Translation of "Parasızım" in English

0.003 sec.

Examples of using "Parasızım" in a sentence and their english translations:

Çok parasızım.

I'm very short of money.

Neredeyse beş parasızım.

I'm almost broke.

Öncelikle, beş parasızım, ayrıca, zamanım yok.

For one thing, I'm penniless; for another, I don't have the time.

Seninle gitmek istiyorum ama beş parasızım.

I'd like to go with you, but I'm broke.

Ben sadece yarışlarda kaybettim bu yüzden beş parasızım.

I just lost at the races so I'm flat broke.

- Hiç param yok.
- Beş parasızım.
- Meteliğe kurşun atıyorum.

- I'm broke.
- I'm skint.
- I'm brassic.

Ben beş parasızım. Sıcak bir yemeğe ihtiyacım var.
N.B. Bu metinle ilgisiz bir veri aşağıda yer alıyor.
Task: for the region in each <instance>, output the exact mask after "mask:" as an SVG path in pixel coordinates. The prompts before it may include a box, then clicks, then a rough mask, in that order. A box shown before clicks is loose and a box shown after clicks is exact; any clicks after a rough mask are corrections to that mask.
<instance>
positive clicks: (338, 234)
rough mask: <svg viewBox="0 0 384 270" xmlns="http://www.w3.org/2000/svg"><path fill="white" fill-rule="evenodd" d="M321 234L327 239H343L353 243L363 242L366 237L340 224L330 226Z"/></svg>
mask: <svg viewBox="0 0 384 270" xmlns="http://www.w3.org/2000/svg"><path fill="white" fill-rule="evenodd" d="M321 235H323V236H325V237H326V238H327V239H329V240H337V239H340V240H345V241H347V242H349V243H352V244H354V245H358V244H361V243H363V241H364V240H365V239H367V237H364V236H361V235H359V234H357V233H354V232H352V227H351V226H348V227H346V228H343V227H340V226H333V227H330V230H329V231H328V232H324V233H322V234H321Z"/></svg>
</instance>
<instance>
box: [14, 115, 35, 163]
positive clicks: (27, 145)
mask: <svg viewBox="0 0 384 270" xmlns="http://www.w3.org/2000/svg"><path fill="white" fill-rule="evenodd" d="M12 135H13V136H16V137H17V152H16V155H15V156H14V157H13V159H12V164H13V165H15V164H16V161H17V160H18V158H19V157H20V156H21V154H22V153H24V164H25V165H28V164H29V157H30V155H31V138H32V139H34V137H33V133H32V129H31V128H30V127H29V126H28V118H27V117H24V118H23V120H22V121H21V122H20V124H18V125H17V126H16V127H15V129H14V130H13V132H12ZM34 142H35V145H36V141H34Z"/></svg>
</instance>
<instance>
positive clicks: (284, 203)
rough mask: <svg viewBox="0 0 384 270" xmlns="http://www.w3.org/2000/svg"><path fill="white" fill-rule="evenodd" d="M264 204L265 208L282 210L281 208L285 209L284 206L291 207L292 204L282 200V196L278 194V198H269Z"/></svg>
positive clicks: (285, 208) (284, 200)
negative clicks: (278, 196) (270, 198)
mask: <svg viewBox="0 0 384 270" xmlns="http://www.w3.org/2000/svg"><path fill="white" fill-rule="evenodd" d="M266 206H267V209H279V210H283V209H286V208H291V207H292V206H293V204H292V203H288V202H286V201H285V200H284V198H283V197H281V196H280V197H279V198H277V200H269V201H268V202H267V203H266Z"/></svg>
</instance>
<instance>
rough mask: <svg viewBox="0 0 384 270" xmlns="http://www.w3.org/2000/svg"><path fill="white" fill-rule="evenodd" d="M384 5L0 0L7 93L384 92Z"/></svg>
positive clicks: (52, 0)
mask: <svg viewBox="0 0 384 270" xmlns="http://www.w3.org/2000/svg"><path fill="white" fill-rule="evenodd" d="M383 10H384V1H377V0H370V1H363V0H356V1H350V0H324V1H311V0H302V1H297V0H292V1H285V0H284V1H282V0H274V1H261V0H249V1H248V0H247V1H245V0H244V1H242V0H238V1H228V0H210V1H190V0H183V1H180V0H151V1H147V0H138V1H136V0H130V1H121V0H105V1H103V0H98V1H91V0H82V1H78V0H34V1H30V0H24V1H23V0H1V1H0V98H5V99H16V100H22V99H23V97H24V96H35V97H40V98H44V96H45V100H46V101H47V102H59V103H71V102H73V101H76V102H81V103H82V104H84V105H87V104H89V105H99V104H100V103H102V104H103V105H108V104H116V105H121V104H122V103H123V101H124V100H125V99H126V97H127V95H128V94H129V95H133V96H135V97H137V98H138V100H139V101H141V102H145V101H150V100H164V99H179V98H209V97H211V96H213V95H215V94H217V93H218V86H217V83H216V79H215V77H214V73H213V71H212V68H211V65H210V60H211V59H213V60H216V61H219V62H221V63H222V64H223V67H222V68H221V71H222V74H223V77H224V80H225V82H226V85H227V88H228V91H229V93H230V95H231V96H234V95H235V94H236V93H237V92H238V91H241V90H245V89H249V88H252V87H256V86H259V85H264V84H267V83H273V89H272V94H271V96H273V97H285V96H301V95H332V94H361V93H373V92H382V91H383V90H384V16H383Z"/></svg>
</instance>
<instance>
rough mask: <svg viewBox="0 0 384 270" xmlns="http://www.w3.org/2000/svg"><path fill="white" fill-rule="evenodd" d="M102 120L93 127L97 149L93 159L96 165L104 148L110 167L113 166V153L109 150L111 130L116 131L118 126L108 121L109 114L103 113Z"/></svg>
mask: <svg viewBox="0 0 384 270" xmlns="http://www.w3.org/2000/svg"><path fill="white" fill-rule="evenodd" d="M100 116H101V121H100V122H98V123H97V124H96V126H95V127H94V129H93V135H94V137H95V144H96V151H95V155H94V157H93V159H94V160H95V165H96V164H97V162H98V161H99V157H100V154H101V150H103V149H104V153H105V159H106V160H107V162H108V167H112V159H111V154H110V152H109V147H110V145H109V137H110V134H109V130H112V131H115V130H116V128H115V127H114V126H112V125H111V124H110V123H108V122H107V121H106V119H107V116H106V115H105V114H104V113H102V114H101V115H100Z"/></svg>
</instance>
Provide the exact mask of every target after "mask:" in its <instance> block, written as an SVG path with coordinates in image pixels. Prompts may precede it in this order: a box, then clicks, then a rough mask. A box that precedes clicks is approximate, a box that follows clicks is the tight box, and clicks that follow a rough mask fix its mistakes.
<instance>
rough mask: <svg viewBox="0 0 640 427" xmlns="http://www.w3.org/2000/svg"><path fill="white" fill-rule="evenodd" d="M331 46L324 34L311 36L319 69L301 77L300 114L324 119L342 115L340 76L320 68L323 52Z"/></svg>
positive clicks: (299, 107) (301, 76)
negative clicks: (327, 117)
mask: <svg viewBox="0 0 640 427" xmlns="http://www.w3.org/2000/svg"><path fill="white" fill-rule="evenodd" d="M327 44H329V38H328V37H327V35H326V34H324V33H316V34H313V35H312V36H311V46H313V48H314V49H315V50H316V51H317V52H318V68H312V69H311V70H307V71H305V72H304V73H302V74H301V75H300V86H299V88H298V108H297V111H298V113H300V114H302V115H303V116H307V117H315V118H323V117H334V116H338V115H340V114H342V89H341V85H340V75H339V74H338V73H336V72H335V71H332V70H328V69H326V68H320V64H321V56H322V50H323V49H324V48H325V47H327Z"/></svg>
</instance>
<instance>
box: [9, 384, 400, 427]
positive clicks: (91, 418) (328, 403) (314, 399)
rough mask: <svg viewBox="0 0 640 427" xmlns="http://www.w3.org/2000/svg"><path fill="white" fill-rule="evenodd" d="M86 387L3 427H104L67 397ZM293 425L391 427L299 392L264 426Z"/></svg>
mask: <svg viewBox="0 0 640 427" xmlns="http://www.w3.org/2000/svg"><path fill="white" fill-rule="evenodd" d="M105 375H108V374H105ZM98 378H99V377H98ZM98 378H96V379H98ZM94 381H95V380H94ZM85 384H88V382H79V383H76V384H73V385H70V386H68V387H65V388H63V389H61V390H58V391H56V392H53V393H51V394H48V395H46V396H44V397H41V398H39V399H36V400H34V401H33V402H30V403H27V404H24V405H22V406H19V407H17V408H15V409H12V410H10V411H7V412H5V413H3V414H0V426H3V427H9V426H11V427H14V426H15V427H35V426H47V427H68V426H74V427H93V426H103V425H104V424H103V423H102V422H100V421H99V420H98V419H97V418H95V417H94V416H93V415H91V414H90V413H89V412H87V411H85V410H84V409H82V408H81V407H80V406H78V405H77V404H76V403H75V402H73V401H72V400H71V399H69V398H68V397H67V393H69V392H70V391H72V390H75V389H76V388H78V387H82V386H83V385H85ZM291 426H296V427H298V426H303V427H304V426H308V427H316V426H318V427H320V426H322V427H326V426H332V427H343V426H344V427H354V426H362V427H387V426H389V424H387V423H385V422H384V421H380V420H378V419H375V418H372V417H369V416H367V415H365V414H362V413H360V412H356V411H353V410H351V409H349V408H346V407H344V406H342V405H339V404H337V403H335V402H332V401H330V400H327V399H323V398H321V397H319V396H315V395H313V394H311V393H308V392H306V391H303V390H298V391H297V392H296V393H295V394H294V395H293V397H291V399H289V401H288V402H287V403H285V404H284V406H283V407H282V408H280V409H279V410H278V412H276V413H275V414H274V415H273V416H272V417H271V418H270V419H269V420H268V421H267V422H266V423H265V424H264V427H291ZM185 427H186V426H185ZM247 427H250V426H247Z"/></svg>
I'm broke. I need a hot meal.

Ben bu sene tatile gitmeyi göze alamam çünkü beş parasızım

I can't afford to go on holiday this year because I'm broke.

Hafta sonuna kadar biraz ödünç para verebilir misin? Üzgünüm veremem. Beş parasızım.

Can you lend some money until the weekend? Sorry I can't. I'm broke.